If anything, topos theory is rather cavalier about the the map/territory distinction,
like most of mathematics, since it is almost entirely concerned with the maps (in the
case of topos theory, literally so); and one certainly does not *need* topos theory
to understand these distinctions or to state them properly. In fact, I find the topos
METAtheory to be quite opaque, c.f. my comments on the interpretational issues arising
from first-order axiomatizations of topos theory. I certainly can see no good argument
for adopting such strongly-worded slogans as the 'categorial principle', or for assuming
that our first business should be to give a foundational ontology for categories.
I did not address the topic of topos theory in my initial remark.
Some people include it in their modest set, some do not. Given
the number of times in my life that I have had to readjust my
sense of modesty, I think that I will bow out on this for now.
But a modicum of category theory has been found by very many people
to be of utility in organizing their studies of modeling relations --
this is only natural when you consider the fact that a morphism is
just a mathematical metaphor. Of course, people are free to avoid
the use of any tool that they are dead-set against -- the meaning
of the word "indispensable" is not designed to cover outliers like
that -- but if the tool is really "necessary" in a practical sense
the demands of the problem domain itself will usually require them
to re-create it , however obscurely transmongrelfied.
My own crisis of foundations is decades behind me now -- from the pragmatic
perspective that I take today I tend to think of the whole thing as having
been yet another undergraduate hangover of post-cartesian dis-illusionment --
and now there is just too much of a practical nature that can be done and
demands to be done while yet I have the time to do it. I am not all that
concerned with telling people where they should live, foundation-wise, or
even how they should talk -- human nature is just plain against it -- but
if I can string a few lines of communication between diverse perspectives,
I think that it'd be worth the trouble to do so, and non-obtrusive enough
for almost anybody -- though not for the Shakers, bless their souls.
PH: BTW, perhaps it would aid communication if I said why I tend to
be rather cynical about basing ontology activity in topos theory,
or indeed almost any other piece of 'neat' mathematics. This cynicism
comes from many years trying to apply elegant mathematics to real-world
ontologizing, and finding again and again that the structures one wants
most to capture are precisely the ones that do not fit well into the
mathematical theories. Reasoning with notions of approximation would
be easy if approximations were equivalence relations, or metric open
spheres or closed algebras of one kind or another; but they aren't,
which is where the ontology gets interesting. Real-world 'fractal'
spaces arent quite genuinely fractal: they typically are only in
some ad-hoc ranges of scale. Ontological spatial reasoning isnt
supported well by conventional topologies (which are too 'rubbery')
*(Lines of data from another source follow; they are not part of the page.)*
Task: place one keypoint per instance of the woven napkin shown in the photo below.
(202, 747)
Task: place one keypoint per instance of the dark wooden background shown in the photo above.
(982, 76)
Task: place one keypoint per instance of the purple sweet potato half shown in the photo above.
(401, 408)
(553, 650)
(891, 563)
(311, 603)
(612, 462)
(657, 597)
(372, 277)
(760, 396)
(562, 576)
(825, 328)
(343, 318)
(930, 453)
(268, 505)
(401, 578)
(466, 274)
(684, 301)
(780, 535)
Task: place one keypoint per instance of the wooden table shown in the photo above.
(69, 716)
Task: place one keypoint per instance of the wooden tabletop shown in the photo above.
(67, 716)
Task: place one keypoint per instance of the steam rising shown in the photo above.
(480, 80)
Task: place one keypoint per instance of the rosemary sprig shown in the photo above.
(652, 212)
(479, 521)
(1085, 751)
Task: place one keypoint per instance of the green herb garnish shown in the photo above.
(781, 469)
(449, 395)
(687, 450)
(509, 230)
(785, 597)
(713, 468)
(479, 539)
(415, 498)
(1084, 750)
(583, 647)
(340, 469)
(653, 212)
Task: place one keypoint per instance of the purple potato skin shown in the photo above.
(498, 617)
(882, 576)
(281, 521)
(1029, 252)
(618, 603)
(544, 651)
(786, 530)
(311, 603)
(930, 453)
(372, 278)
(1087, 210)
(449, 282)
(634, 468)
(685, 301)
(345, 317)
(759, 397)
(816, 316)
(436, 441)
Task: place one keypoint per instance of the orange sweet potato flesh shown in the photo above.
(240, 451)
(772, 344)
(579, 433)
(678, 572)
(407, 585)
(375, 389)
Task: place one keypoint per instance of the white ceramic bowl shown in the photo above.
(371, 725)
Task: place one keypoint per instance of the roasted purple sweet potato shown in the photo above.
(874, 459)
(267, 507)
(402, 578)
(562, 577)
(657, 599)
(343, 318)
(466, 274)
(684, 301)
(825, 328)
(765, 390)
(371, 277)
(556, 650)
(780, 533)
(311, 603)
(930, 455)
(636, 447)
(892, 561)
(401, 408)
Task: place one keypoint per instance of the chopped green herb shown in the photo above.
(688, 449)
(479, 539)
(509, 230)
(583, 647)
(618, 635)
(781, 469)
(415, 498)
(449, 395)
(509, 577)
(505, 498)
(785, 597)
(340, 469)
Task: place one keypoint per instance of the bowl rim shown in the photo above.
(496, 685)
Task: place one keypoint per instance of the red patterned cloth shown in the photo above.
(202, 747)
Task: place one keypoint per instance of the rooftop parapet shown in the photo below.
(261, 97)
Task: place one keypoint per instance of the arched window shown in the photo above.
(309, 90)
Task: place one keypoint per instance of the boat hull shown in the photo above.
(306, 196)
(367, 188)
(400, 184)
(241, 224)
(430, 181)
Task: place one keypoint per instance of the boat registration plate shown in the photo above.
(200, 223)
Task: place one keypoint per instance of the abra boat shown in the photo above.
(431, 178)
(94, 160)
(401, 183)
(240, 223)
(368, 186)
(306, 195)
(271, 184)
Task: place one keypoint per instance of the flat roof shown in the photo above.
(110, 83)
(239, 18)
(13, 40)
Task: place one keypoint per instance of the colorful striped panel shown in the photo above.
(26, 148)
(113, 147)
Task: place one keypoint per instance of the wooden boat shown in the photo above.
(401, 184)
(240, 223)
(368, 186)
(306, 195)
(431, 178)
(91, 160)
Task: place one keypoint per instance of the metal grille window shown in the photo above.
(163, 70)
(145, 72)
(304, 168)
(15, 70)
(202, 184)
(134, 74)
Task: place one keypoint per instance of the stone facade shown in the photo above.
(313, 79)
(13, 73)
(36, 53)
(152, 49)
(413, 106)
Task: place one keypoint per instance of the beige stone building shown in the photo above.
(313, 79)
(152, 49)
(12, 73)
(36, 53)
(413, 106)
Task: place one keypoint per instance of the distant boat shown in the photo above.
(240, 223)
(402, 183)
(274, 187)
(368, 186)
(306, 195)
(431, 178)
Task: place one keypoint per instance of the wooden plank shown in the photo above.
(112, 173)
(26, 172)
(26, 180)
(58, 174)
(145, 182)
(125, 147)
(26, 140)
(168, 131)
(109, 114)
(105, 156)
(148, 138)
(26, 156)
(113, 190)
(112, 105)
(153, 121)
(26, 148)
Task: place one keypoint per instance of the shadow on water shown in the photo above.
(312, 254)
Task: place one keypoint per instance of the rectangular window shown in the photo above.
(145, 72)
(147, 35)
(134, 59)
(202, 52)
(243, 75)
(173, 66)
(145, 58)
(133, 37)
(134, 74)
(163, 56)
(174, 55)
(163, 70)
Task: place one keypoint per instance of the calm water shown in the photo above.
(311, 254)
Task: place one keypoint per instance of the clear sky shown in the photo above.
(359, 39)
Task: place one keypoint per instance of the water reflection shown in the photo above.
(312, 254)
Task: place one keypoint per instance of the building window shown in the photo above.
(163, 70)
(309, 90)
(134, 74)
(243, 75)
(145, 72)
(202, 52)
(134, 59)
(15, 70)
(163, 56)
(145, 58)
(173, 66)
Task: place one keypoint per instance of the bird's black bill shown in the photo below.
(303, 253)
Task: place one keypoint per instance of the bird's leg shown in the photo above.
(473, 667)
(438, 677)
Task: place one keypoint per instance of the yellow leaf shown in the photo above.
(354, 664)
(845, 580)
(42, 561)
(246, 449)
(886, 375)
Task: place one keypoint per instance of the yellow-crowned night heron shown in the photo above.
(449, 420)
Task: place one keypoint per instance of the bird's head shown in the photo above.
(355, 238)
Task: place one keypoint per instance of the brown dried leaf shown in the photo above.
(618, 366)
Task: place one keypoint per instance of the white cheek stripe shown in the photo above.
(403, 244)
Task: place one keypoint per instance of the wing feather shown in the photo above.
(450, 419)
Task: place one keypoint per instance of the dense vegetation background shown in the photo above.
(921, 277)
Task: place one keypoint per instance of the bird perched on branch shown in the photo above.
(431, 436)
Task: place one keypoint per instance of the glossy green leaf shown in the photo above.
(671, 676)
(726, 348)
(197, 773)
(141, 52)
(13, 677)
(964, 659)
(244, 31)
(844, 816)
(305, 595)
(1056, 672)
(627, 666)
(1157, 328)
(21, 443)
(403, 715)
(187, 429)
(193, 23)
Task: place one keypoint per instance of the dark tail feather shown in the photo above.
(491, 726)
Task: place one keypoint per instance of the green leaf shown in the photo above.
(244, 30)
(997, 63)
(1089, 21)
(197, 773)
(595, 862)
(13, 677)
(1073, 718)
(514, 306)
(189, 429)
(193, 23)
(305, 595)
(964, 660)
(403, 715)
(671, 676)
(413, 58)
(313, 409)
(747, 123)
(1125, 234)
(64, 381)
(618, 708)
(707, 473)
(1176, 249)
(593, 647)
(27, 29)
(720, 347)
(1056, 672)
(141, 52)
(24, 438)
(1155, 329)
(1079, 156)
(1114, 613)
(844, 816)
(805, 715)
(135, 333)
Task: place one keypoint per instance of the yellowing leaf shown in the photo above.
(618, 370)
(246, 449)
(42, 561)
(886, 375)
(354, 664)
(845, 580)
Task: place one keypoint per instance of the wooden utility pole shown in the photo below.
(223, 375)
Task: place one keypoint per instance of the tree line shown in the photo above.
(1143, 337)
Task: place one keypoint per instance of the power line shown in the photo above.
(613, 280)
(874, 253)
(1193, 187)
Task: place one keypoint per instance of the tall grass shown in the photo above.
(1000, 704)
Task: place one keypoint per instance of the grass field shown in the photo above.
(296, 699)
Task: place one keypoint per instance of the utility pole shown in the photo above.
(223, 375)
or by conventional metric-space geometry (which is too 'stiff');
and so on. Topos theory is of such wonderful utility in mathematics
precisely because it is a general framework for all kinds of otherwise
disparate mathematical structures (and so it greatly simplifies and
rationalizes the process of proving theorems about them), but these
structural families all have the characteristic closure properties
that realistic spaces, of the kind that physical ontologies must
often try to tackle, usually conspicuously lack. Mathematics
studies the universals; ontology is often trying to do
a better job on a smaller territory.
I think that different people have different ideas about the scope of "neat" mathematics.
Most of the areas that I consider the "neatest" were not on your list. Closure properties
are a convenience appropriate to maps -- how else would you fold them? -- and were never
meant to be taken as properties of the landscape, nor indeed of mathematics itself.